Before attempting to connect to Amazon Redshift, do the following:
- Configure the Connect server, which can be either an Amazon Elastic Compute Cloud (EC2) instance or your local machine, to accept SSH connections.
- Depending on the Connect server, consider the following:
- EC2 instance – Set the size of the maximum transmission unit (MTU).
- Local machine - Due to throughput on the wide area network (WAN), you may notice a performance lag at design time and at runtime.
If the local machine is behind a firewall, you may need to configure a Virtual Private Network (VPN) to connect to the local machine from Amazon Redshift.
- Configure the Connect server to include the Amazon Redshift cluster public key and cluster node IP addresses:
- Retrieve the Amazon Redshift cluster public key and cluster node IP addresses.
- Add the Amazon Redshift cluster public key to the Connect host's authorized keys file.
- Configure the Connect host to accept all of the Amazon Redshift cluster node IP addresses.

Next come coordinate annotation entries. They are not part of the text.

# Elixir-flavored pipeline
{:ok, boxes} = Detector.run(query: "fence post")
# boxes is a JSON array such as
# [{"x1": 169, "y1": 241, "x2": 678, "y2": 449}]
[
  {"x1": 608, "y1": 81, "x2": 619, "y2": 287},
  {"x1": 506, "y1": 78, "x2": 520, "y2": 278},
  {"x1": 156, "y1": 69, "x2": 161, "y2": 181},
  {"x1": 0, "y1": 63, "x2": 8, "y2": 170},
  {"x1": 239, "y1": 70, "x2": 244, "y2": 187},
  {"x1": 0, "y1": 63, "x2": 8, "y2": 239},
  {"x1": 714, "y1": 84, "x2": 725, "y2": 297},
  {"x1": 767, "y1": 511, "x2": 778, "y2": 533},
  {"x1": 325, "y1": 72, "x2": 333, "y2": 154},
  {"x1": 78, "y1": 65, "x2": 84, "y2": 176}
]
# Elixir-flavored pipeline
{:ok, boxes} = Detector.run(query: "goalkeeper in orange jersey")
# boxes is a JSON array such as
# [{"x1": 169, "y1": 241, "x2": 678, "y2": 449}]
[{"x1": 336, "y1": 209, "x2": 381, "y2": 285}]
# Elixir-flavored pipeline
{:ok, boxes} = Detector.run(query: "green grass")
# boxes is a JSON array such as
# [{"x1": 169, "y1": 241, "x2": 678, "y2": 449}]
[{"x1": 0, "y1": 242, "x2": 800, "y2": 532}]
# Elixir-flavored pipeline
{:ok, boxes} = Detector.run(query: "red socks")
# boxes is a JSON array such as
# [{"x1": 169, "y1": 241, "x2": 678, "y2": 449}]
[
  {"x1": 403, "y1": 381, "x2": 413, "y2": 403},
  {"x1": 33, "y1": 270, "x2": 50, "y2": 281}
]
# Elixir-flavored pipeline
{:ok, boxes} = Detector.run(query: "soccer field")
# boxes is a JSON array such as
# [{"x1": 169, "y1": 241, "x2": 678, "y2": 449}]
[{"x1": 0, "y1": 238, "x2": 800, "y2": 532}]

- Get the public key for the Connect host.
- Specify Amazon Redshift parameters in the Connect Redshift configuration file.

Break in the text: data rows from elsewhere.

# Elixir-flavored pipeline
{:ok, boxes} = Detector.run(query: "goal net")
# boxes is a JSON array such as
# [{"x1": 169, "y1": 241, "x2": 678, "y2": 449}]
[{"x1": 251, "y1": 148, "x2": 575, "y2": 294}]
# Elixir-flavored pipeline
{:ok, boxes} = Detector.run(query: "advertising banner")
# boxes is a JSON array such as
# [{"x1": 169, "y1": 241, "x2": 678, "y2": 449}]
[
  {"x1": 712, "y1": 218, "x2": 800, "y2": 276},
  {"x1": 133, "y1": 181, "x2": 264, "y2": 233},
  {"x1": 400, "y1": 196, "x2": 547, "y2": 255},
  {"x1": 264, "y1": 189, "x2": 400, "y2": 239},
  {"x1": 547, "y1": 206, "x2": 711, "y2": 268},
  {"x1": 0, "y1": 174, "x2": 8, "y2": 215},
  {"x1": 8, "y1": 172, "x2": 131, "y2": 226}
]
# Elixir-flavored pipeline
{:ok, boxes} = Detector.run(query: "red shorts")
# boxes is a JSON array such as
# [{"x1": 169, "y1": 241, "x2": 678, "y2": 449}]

The parameters outlined in the Connect Redshift configuration file, as defined by the
DMX_REDSHIFT_INI_FILE environment variable, provide Connect with the values required to
access an Amazon S3 bucket and to invoke the Amazon Redshift COPY command.
Note: If
DMX_REDSHIFT_INI_FILE is not set, Connect issues an error message upon task initiation and
the Connect task aborts.